- Born: 02/09/1974
- Occupations: Joint Secretary, Department of Atomic Energy.
- Years active: April 2022 - present
- Organization: Government of India
- Notable work: Setup of Navi Mumbai Airport, Launching international programs to popularize Marathi
- Spouse: Sudip Verma
- Children: 1

= Prajakta Lavangare Verma =

Indian Administrative Service officer

Prajakata Lavangare Verma is an Indian Administrative Service officer.
She was Secretary at the Marathi Language Department, Ministry of Marathi Language and she started international programs for the Marathi department. She became first ever woman to hold Divisional Commissioner of Nagpur Division post in June 2021. She was later transferred to Ministry of Textiles as Joint Secretary.

==Early life==
Prajakata Lavangare Verma was born in a poor family. She worked hard to get education and received moral support from her family.

==Career==
She joined Indian Administrative Service in 2001.

===CEO of Ahmednagar===
Lavangare Verma focused on empowering women in Ahmednagar district and launched various programs for them.

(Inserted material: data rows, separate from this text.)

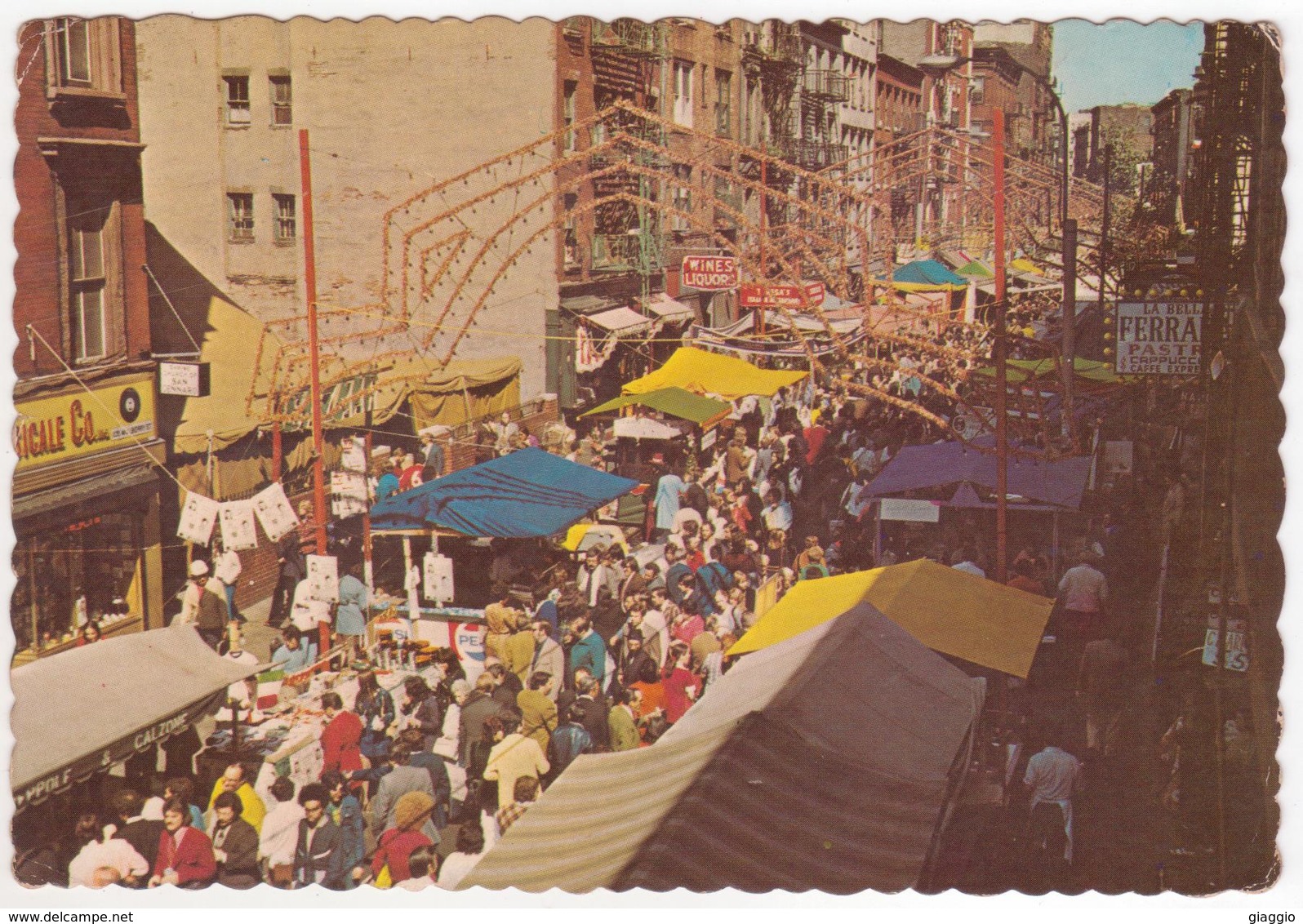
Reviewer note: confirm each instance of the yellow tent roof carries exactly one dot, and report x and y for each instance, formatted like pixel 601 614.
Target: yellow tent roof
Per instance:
pixel 950 611
pixel 238 390
pixel 701 371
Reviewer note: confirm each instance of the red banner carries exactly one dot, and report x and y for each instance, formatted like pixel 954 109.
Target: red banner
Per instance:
pixel 754 295
pixel 710 274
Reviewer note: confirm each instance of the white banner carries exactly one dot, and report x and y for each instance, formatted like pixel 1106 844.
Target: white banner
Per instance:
pixel 909 511
pixel 273 511
pixel 438 578
pixel 238 526
pixel 197 519
pixel 323 578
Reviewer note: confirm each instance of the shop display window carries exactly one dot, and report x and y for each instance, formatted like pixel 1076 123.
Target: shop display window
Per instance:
pixel 73 572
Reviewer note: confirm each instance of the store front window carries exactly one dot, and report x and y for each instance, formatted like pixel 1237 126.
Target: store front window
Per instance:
pixel 78 571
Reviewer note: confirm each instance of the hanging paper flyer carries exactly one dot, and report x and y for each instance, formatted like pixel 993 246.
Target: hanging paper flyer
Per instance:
pixel 273 511
pixel 238 526
pixel 323 578
pixel 197 519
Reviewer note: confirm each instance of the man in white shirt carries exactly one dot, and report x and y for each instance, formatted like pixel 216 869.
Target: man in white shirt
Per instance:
pixel 1083 591
pixel 963 561
pixel 227 568
pixel 280 833
pixel 778 513
pixel 1053 777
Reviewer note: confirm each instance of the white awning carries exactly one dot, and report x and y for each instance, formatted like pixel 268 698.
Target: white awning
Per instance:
pixel 81 710
pixel 667 309
pixel 620 321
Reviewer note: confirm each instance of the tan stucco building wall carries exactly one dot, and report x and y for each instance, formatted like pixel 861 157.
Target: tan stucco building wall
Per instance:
pixel 391 109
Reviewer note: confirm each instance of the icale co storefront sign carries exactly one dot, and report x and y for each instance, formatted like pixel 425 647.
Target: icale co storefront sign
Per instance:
pixel 81 423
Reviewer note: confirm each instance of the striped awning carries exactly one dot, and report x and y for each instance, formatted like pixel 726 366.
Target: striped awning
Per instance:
pixel 590 823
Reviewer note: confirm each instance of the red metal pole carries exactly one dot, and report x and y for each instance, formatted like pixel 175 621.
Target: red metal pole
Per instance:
pixel 999 355
pixel 313 360
pixel 764 218
pixel 278 451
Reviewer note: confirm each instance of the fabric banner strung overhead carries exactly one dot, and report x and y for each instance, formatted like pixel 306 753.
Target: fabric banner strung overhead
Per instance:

===Navi Mumbai International Airport Project===
Prajakata Lavangare Verma played an important role in the setup of Navi Mumbai Airport. Land acquisition was an issue as villagers were worried about rehabilitation. She took responsibility of 10 villages and they were rehabilitated during her tenure.

===Excise department===
She implemented various ambitious initiatives during her tenure at the Excise department. As Excise commissioner, she conducted raids in the Mumbai city to bust racket of bootleggers.

===Marathi language department===
Lavangare Verma joined Marathi language department in 2020. She started special programs to engage international Marathi diaspora. She launched various initiatives to popularize Marathi language outside India. US Consul General was felicitated for promoting US based organizations working in Marathi language.